I always reckon you can learn almost as much about British history walking through the centre of Crawley as you can wading through a whole stack of books.
It’s true you won’t find much in the way of kings, queens or battles but the town and its history are a mine of information about how ordinary people lived and the changes which were to affect their lives.
Up to a point, I suppose this can be said about any town but Crawley is special since it was singled out, along with seven others within a few miles of London, to become one of the nation’s first experimental ‘new towns’.
For well over 100 years until the last war, Crawley’s identity had grown around the High Street with its small shops and family businesses - the ‘butcher, baker and candlestick maker’ - and which could be found on both sides.
The changes which breezed through the town centre like a whirlwind in the 10 years from about 1954 when The Broadwalk was opened, were perhaps among the most dramatic in those early years of the new town, since Crawley’s appearance, character and tradition were directly threatened.
Ancient cottages, sedate villas and quiet meadows which had been left undisturbed for centuries, were now swept aside to make way for the new, brash shops of first The Broadwalk, soon to be followed by The Broadway, Martletts and Queens Square.
There was to be no stronger and brighter sign that some sort of bewildering ‘brave new world’ had arrived, since with the new shops, stores and American style supermarkets, there came not just new buildings but a whole new way of life.
Those High Street shopkeepers and tradesmen who had continued the traditions and crafts of generations past, and who had played a leading part in local life, were soon to be replaced by the friendly and efficient, yet largely anonymous store managers, whose loyalty, naturally enough, belonged more to their company than to the town, and who were liable to be moved on from branch to branch.
At first, ‘old towners’ looked on with barely concealed disapproval as the bulldozers ploughed their way through hedgerows, uprooted trees and turned much loved and familiar fields into muddy building sites.
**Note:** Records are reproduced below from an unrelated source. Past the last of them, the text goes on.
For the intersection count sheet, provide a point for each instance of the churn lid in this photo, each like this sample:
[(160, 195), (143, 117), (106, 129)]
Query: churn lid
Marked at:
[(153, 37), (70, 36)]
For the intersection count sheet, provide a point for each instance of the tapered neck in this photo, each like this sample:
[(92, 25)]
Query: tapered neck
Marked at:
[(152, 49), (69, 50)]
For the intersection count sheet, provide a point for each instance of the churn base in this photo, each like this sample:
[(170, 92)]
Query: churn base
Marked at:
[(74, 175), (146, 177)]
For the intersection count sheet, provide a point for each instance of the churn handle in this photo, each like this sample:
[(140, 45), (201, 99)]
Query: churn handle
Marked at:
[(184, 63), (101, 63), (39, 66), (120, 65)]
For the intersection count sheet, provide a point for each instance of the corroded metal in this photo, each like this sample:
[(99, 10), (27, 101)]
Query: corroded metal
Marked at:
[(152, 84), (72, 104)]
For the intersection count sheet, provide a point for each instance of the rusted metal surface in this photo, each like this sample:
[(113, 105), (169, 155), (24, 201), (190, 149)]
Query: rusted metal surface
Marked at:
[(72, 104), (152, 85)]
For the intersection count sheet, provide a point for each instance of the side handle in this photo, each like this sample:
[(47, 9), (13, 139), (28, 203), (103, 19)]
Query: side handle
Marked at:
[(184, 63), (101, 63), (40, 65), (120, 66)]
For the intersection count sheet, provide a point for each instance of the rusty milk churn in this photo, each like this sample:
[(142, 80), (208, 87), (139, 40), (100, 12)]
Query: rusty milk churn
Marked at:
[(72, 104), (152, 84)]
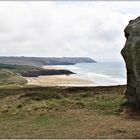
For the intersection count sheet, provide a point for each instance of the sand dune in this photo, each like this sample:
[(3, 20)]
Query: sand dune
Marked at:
[(57, 80)]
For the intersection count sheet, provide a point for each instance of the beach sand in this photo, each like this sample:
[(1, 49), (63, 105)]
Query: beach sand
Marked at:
[(57, 80)]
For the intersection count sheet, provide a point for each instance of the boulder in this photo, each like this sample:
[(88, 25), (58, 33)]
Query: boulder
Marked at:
[(131, 55)]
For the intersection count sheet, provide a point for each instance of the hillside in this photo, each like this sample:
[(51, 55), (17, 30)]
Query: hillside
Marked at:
[(12, 74), (40, 61)]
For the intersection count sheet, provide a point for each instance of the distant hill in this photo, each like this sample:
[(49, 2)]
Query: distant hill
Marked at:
[(12, 74), (40, 61)]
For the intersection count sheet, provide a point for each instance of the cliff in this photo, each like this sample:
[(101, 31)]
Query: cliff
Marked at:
[(40, 61)]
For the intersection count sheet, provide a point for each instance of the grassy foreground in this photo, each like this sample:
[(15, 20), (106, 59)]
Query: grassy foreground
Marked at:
[(66, 112)]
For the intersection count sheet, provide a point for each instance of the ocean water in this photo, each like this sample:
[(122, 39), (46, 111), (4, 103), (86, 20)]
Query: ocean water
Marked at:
[(101, 73)]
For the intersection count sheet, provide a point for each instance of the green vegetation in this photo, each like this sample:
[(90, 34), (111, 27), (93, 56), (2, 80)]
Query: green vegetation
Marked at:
[(8, 77), (63, 112)]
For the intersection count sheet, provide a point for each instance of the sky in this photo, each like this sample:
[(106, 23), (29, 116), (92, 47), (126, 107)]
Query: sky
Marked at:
[(61, 29)]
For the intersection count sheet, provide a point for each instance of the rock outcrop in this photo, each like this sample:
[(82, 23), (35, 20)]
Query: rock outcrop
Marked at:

However as, one by one, the spanking new shops and chainstores opened, disapproval gave way to relunctant curiosity and once Queens Square, named after the Queen to commemorate the royal visit in June 1958, flung wide its plate glass doors for business, keen shoppers walked into an Aladdin’s cave!
For the first time, shopping was to become a leisure activity rather than a chore.
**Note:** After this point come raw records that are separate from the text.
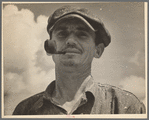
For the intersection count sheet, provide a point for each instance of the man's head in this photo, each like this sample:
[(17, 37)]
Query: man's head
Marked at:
[(78, 33)]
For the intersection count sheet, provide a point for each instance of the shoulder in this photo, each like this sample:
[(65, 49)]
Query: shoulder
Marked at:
[(25, 105), (125, 100)]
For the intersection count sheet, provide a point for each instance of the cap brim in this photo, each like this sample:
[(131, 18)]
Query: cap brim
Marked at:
[(73, 16)]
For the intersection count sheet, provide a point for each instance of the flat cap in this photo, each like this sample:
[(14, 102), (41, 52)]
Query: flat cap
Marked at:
[(102, 34)]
There is little doubt that the jewel in Crawley New Town’s crown during the late 1950s and early 1960s was Queensway Store, a huge department store of plate glass, which featured in Crawley’s guidebooks as much as the George and the Parish Church had done in previous editions, such as in this one, which dates from about 1959.
You can almost hear the twanging guitars of The Shadows in the background as you read it!
“Completely dominating the shopping centre of Crawley New Town is the magnificent glass-walled four-storey Queensway Store...Queensway is a department store of beautiful design, smooth efficiency and comprehensive planning, and has departments for every need, set out in the most modern and effective way.
“Prominently sited on the ground floor is the magnificent self-service food hall, its shelves and counters temptingly displayed for self-selection and where all perishable foods are kept safely in refrigerators and giant cold rooms.
“In the fashion accessory departments, also on the ground floor, the matching of gloves, handbag and umbrella are made a pleasure rather than an endless search.
“The Man’s Shop shows the newest styles for the up-to-the-moment young man, while for his more conventional brother, there is a large selection of traditional menswear.
“As well as wide staircases, there is an escalator inviting customers to the fashion departments on the first floor, where the most famous names in fashion are fully represented.
“The household departments of the store are a home-lover’s haven - lovely furnishing fabrics, occasional furniture in contemporary design, kitchenware, all the latest gadgets and labour-saving devices, radio and television departments and, of course, the record bar, where you can sit and listen to the very latest discs.
“Queensway Store is a really new store in a really new town!”